In a letter on behalf of Clydeport, Tom McInally, a Glasgow-based planning and development consultant, ruled the tourism proposal to be "highly inappropriate", adding that Clydeport had received interest from companies to use the site as a power station or to manufacture wind turbines or service offshore rigs.

Undeterred, McLardy said that the LDP is only at the draft stage before being presented to the Scottish Government next year. "The LDP is going to come back out to the public for a final consultation before it is adopted by the council," she explained. "That's when I intend to launch a campaign to get people to make representations for my proposal."

However, she is also likely to face opposition from environmental groups.
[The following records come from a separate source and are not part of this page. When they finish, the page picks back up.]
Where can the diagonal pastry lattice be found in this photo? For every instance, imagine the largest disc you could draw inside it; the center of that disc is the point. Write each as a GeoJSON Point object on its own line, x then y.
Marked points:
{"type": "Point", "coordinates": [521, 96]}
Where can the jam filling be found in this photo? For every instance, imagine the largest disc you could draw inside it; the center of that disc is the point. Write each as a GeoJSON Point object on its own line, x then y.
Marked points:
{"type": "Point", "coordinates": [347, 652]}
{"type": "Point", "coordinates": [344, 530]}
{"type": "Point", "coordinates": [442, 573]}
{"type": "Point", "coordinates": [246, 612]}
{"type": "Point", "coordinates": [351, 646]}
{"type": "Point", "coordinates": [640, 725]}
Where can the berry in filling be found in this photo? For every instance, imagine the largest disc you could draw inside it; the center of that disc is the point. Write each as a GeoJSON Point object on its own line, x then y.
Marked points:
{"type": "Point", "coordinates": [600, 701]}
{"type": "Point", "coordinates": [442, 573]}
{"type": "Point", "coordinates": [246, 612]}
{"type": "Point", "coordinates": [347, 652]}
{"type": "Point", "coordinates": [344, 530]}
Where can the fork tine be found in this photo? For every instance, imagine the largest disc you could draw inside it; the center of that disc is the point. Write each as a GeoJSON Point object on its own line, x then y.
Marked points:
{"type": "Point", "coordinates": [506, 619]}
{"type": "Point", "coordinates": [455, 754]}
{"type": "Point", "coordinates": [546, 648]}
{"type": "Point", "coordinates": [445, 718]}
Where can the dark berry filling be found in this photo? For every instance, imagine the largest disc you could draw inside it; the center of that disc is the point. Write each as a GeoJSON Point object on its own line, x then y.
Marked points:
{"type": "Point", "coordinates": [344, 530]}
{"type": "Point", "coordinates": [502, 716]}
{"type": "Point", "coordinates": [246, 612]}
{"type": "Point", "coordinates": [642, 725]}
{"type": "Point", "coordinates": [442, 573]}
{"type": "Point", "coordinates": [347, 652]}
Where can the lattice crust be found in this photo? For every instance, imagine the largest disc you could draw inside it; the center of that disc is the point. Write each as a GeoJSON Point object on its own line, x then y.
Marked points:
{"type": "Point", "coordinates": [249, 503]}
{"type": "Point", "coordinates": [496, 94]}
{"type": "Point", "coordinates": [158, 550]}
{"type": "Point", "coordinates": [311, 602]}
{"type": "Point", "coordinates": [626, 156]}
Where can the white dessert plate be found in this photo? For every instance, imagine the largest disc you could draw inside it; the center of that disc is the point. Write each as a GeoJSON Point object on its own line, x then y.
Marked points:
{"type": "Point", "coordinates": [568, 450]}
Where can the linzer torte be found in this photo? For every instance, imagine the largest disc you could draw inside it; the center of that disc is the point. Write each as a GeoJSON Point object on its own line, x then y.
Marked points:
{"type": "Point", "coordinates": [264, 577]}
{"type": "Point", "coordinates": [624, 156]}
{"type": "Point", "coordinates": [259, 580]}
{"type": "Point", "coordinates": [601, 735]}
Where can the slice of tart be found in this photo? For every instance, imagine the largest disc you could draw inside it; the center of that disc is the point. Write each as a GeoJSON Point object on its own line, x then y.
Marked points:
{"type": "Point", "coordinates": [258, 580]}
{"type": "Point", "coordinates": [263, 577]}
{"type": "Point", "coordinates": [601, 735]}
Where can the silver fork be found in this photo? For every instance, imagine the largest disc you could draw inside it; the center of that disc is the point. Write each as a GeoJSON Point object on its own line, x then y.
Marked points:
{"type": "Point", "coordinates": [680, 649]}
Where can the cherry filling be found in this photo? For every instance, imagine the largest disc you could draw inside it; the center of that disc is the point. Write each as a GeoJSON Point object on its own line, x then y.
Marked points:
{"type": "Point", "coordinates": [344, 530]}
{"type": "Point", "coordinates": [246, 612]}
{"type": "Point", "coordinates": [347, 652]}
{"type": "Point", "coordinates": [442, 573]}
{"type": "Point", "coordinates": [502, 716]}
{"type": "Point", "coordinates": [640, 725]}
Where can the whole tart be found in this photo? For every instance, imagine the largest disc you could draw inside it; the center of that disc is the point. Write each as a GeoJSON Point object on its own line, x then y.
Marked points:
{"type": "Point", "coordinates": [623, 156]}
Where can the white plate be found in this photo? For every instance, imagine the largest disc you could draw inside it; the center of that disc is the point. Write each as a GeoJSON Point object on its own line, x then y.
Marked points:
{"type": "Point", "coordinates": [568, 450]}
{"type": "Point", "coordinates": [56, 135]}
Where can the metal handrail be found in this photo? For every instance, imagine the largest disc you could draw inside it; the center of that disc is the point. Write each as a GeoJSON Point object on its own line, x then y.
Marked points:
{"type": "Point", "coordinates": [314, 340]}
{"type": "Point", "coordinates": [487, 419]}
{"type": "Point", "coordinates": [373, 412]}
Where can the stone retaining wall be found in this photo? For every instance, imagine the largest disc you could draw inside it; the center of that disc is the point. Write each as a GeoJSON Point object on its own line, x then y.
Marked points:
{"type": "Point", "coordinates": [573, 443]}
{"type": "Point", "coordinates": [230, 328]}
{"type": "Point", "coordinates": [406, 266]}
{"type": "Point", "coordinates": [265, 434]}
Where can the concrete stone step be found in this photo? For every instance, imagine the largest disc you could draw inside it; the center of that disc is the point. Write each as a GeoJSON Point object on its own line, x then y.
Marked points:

Campaigner Lorraine Mann said: "I'd be surprised a tourist resort on a former nuclear site held much appeal for people because of the possibility of contamination. It's not something that would appeal to me."

Steen Parish, the Scottish Green's candidate for the area in the forthcoming Scottish elections, said: "Even Monty Burns from The Simpsons would have rejected this."

Patrick Harvie, the party's co-convener, added: "This sounds like a properly hare-brained scheme"

EDF Energy, owner of Hunterston B, which is scheduled to be decommissioned from 2016, said: "Our prime concern is the safe and secure operation of our site and any future proposals would need to take that into account. Hunterston B is scheduled to operate until 2016, and a decision on any life extension will be made by 2013 at the latest."